Marie s’y fit reconnaître du Gouverneur, prit logis dans la meilleure hostellerie de la ville et se remit à écrire. Chose étrange, sa première lettre fut pour Richelieu afin de lui expliquer sa conduite. À sa façon. Depuis l’emprisonnement du marquis de Châteauneuf, elle s’était efforcée de vivre honnêtement en prenant grand soin d’éviter tout ce qui pourrait déplaire. Or, elle avait été prévenue qu’on allait l’arrêter pour répondre « de choses à quoi elle n’avait jamais pensé en lui disant que l’on avait en mains la vérité ». Cela lui avait fait imaginer qu’on la voulait perdre et elle était partie droit devant elle pour éviter la honte.
Elle écrivit aussi à son cher Archevêque pour lui dire qu’elle était bien arrivée et comptait se rendre à Madrid. Enfin, elle traça quelques lignes à l’intention de Boispillé, l’intendant de Chevreuse, pour lui donner de ses nouvelles et lui demander plusieurs objets.
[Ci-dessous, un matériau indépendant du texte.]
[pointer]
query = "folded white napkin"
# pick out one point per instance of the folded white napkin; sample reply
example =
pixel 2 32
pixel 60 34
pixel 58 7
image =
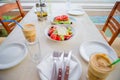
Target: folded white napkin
pixel 45 68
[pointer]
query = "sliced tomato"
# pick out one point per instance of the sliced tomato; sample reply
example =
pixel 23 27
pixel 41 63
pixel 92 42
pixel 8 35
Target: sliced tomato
pixel 64 17
pixel 51 30
pixel 67 37
pixel 53 36
pixel 58 38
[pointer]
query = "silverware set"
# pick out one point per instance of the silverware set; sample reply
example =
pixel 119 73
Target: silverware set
pixel 61 65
La réponse, si on pouvait l’appeler ainsi, fut décevante ; en tout et pour tout, Marie reçut ce message : « Nous ne faisons point de réponse en Espagne. »
Elle en fut désagréablement affectée : ces mots lui faisaient comprendre – enfin ! – qu’elle était en pays ennemi et, comme telle, coupée de toutes ses sources d’information comme de ravitaillement. Il lui restait l’or qu’elle avait pu emporter, ses bijoux… et l’espoir dans la munificence de ceux qu’elle venait rejoindre. Or, même si elle pouvait se prévaloir de l’amitié d’Anne d’Autriche, même si elle avait connu jadis la reine d’Espagne, même si elle avait fait tout son possible pour œuvrer pour la cause espagnole, elle n’en risquait pas moins d’être prise pour une espionne plus que pour une victime de Richelieu, donc de ne pas recevoir l’accueil chaleureux qu’elle espérait.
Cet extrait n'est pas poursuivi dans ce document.